Korea’s Cinematic Stagnation Staging

Korea shares continued to decline after brief foreign investor inflows on the North’s reported cyber-attack against Sony Pictures in the US to prevent release of a film comedy about the Great Leader and the Finance Minister’s 2015 economic downgrade with longer-term stagnation warnings. Washington threatened retaliation and China urged a halt to such hacking it is also said to sponsor as nuclear facilities in the South were also recently targeted. The won has tumbled to 1100/dollar in the wake of the yen’s record plunge under additional monetary expansion, with next year’s growth revised to 3 percent on 2 percent inflation and less than 5 percent export increase. To support the currency the central bank has occasionally intervened and relaxed capital inflow controls on derivatives. The benchmark rate has stayed flat on 1 percent November inflation aided by reduced oil import costs. Authorities are wary of further household borrowing with debt approaching $1 trillion, and fiscal stimulus in the latest budget has been relatively ineffective with poor consumer sentiment. The chaebol continue to come under legislative and activist pressure to raise dividends and corporate governance standards although the President has backtracked on her campaign breakup platform and big shareholders were recently stymied by Hyundai Motors $10 billion purchase of Seoul financial district real estate against the wishes of critics like Templeton Funds. Samsung with mixed earnings is facing global investor divestiture demands to boost value as original family owners show little sign of relinquishing control. The business culture of impunity was also tested as sentences were handed down for the ferry sinking claiming hundreds of student lives which families did not consider harsh. The anti-conglomerate thrust has lost momentum as cross-border auto and technology competition intensifies with Japan after Abenomics’ renewed election mandate. The Prime Minister’s ruling coalition shed just a few seats with the weak opposition despite negative Q3 growth and capital spending. The second sales tax rise has now been shelved even with a Moody’s sovereign demotion on the decision, and the 2 percent inflation goal delayed for the medium term. The “third arrow” structural reform elements of the program have leapt to the forefront with the convincing win as the free-trade TPP with the US may gain agricultural and industrial backing after previous negotiation impasse.
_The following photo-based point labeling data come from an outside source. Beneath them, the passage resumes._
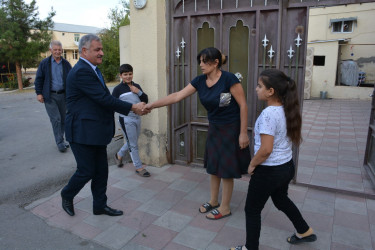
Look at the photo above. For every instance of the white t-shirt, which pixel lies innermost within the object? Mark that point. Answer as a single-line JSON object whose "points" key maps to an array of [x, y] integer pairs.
{"points": [[272, 121]]}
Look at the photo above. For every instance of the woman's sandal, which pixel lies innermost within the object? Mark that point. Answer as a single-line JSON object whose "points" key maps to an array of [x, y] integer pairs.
{"points": [[208, 207], [143, 173], [295, 240]]}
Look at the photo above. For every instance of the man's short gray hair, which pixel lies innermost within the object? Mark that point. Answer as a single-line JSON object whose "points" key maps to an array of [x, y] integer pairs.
{"points": [[85, 41], [55, 43]]}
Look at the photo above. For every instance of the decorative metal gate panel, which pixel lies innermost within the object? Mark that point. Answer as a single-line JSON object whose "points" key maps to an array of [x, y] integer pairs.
{"points": [[254, 34]]}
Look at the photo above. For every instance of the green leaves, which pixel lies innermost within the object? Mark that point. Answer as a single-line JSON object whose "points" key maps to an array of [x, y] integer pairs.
{"points": [[110, 40], [23, 36]]}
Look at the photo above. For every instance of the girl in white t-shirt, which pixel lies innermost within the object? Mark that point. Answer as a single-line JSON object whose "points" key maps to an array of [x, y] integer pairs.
{"points": [[272, 168]]}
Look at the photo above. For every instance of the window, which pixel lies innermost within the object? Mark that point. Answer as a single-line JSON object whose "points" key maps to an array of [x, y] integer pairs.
{"points": [[75, 54], [343, 25], [319, 60]]}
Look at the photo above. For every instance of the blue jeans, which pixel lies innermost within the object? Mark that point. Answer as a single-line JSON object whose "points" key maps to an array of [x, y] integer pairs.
{"points": [[132, 126], [270, 181]]}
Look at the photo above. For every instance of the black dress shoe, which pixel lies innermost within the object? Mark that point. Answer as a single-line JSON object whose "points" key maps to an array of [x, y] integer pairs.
{"points": [[68, 206], [108, 211]]}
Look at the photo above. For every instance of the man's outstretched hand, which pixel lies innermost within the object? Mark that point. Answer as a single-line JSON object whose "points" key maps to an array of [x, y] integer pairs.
{"points": [[139, 108]]}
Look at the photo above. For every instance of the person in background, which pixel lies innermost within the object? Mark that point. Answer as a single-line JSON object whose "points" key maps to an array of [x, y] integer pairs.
{"points": [[131, 92], [277, 128], [227, 153], [90, 126], [50, 83]]}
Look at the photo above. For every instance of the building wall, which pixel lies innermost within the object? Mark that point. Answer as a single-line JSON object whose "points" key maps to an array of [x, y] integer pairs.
{"points": [[360, 48], [146, 52]]}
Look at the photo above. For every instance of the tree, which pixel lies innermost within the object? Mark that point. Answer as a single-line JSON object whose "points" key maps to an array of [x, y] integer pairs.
{"points": [[23, 36], [110, 40]]}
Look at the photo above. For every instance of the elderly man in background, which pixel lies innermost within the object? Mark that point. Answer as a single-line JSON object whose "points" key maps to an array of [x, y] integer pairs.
{"points": [[50, 82]]}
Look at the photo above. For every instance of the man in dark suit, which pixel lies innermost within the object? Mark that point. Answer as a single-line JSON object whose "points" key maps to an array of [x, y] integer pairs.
{"points": [[90, 126], [50, 81]]}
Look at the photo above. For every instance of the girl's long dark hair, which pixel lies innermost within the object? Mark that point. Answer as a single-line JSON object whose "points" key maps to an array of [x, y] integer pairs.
{"points": [[286, 91]]}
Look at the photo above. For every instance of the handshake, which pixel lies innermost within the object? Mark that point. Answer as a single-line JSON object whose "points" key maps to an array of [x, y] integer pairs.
{"points": [[141, 108]]}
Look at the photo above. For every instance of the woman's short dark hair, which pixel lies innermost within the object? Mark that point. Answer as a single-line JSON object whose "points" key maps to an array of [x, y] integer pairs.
{"points": [[125, 68], [210, 55]]}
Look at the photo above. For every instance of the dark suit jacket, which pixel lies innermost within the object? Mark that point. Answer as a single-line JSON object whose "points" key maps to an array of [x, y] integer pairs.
{"points": [[90, 107], [43, 78]]}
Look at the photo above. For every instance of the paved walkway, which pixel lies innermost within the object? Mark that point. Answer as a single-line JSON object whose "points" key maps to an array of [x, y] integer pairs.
{"points": [[332, 154], [161, 212]]}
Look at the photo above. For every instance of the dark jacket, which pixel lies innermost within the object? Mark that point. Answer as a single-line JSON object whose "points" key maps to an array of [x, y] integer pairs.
{"points": [[90, 107], [43, 78]]}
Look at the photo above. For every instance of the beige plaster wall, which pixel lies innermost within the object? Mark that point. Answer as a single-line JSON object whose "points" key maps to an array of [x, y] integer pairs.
{"points": [[360, 48], [148, 58], [324, 80], [124, 44]]}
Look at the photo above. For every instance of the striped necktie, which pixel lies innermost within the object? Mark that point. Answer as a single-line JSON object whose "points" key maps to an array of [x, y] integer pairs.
{"points": [[100, 75]]}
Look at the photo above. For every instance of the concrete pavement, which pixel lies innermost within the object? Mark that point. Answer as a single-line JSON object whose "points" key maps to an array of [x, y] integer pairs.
{"points": [[161, 212]]}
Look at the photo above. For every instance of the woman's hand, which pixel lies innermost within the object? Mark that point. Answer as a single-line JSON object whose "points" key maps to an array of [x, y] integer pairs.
{"points": [[148, 107], [244, 140]]}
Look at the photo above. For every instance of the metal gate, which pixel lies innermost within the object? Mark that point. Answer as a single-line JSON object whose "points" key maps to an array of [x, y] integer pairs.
{"points": [[254, 34]]}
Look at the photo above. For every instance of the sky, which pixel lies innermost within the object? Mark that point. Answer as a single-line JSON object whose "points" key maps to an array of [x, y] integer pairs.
{"points": [[80, 12]]}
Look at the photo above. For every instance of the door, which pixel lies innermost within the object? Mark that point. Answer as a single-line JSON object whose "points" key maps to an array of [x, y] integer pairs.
{"points": [[255, 35]]}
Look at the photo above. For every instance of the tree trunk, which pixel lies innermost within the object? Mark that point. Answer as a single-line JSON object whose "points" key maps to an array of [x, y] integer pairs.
{"points": [[19, 75]]}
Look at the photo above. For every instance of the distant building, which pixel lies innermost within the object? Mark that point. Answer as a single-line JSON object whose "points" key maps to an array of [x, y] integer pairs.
{"points": [[340, 58], [69, 35]]}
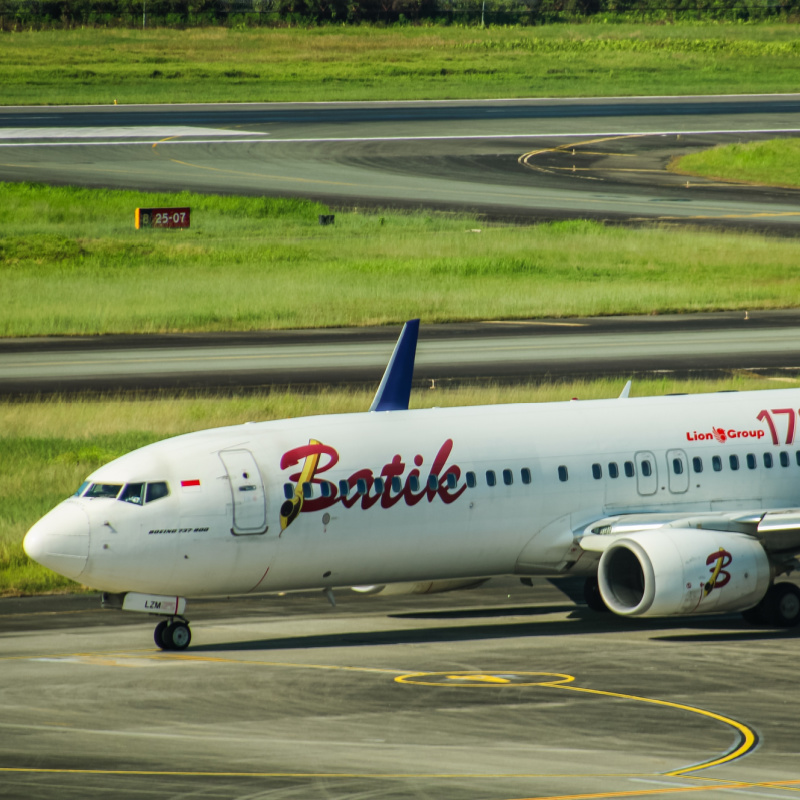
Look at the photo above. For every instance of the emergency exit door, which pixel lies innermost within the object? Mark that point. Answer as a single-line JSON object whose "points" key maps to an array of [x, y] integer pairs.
{"points": [[247, 490]]}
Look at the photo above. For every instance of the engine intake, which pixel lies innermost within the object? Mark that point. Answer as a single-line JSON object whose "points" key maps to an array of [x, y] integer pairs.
{"points": [[671, 571]]}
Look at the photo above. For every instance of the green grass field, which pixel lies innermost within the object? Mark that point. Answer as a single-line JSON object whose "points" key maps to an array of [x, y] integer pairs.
{"points": [[365, 63], [71, 263], [48, 447], [772, 163]]}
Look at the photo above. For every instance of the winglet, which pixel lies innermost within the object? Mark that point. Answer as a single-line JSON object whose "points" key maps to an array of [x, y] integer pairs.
{"points": [[395, 389]]}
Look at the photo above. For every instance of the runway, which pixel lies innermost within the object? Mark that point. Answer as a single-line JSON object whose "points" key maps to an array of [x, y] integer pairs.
{"points": [[500, 692], [527, 350], [515, 159]]}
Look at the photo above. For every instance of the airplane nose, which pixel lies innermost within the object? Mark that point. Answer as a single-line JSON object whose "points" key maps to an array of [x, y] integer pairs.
{"points": [[60, 540]]}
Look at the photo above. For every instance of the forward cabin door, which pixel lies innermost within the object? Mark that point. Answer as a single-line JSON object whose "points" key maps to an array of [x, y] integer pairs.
{"points": [[247, 490]]}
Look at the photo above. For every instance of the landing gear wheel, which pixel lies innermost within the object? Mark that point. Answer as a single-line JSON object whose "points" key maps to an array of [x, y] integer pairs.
{"points": [[780, 607], [785, 602], [592, 596], [158, 634], [177, 635]]}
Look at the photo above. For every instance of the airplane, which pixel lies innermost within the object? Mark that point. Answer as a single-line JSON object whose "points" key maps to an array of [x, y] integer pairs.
{"points": [[673, 505]]}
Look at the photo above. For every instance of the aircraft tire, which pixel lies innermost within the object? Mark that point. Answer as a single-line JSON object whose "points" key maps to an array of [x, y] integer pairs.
{"points": [[592, 596], [785, 604], [177, 636], [158, 634]]}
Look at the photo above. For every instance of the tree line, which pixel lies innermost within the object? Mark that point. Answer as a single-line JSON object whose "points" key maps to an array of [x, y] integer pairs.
{"points": [[40, 14]]}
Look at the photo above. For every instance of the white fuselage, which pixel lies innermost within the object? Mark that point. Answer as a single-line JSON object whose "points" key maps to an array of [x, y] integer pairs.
{"points": [[219, 530]]}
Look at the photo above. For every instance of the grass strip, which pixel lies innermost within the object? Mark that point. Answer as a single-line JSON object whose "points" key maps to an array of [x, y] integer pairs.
{"points": [[48, 447], [400, 63], [71, 263], [772, 163]]}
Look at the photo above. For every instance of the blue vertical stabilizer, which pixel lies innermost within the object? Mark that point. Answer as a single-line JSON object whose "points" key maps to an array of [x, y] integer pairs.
{"points": [[395, 389]]}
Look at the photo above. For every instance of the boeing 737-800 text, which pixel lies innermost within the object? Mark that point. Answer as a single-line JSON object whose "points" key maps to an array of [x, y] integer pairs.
{"points": [[672, 505]]}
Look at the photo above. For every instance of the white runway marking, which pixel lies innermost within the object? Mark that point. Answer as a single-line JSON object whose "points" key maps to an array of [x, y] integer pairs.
{"points": [[144, 131]]}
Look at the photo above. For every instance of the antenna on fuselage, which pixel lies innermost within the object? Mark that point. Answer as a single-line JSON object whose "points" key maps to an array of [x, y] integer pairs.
{"points": [[395, 390]]}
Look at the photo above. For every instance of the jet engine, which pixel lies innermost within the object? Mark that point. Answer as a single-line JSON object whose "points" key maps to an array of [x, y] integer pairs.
{"points": [[670, 571], [424, 587]]}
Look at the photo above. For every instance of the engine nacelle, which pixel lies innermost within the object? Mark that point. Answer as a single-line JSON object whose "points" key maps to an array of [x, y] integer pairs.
{"points": [[679, 571], [425, 587]]}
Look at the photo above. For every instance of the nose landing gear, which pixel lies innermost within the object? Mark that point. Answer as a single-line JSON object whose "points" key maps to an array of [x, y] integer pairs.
{"points": [[172, 634]]}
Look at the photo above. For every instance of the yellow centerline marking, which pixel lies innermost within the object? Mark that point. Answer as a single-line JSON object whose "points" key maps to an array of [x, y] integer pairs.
{"points": [[561, 681], [446, 680]]}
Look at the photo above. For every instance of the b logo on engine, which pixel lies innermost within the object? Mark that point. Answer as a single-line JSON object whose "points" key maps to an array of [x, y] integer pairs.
{"points": [[719, 577]]}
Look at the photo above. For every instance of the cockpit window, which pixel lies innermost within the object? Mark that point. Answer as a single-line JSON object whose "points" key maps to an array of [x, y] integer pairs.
{"points": [[133, 493], [155, 491], [104, 490]]}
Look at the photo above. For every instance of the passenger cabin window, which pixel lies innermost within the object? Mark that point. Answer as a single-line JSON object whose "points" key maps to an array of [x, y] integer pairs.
{"points": [[155, 491], [104, 490], [133, 493]]}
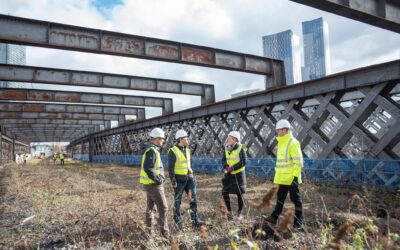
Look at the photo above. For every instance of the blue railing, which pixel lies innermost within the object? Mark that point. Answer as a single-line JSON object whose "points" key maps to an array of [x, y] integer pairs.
{"points": [[373, 172]]}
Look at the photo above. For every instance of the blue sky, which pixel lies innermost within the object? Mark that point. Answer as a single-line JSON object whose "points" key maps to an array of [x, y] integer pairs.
{"points": [[105, 6]]}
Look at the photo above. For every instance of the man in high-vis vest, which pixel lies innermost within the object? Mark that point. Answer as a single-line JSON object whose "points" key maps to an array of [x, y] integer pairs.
{"points": [[61, 155], [182, 178], [288, 167], [152, 179], [234, 181]]}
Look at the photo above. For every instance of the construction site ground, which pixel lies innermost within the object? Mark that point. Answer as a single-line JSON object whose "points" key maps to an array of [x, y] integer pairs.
{"points": [[101, 206]]}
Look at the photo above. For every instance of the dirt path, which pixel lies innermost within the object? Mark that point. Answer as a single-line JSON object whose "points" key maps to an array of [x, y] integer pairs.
{"points": [[95, 206]]}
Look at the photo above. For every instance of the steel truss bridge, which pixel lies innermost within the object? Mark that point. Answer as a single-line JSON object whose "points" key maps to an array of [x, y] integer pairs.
{"points": [[348, 123]]}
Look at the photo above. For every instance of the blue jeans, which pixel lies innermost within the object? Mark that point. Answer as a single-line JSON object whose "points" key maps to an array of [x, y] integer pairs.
{"points": [[188, 185]]}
China was originally excluded but Washington has revisited the prospect for a bilateral investment treaty as the Republican-led Congress prepares to convene through the remainder of President Obama’s term. The PMI again dipped under 50 as 7 percent GDP growth has surfaced as the official 2015 target despite leaner housing and fixed investment indicators. Producer prices show deflation as the renimbi has slipped 2 percent against the dollar under the wider fluctuation band. Total social financing returned to the RMB 1 trillion monthly mark as the central bank injected liquidity and may further loosen reserve requirements. The Shanghai exchange was buoyed by new retail accounts shifting from shadow wealth products under fire and from bonds subject to tougher disclosure which have choked local government emissions.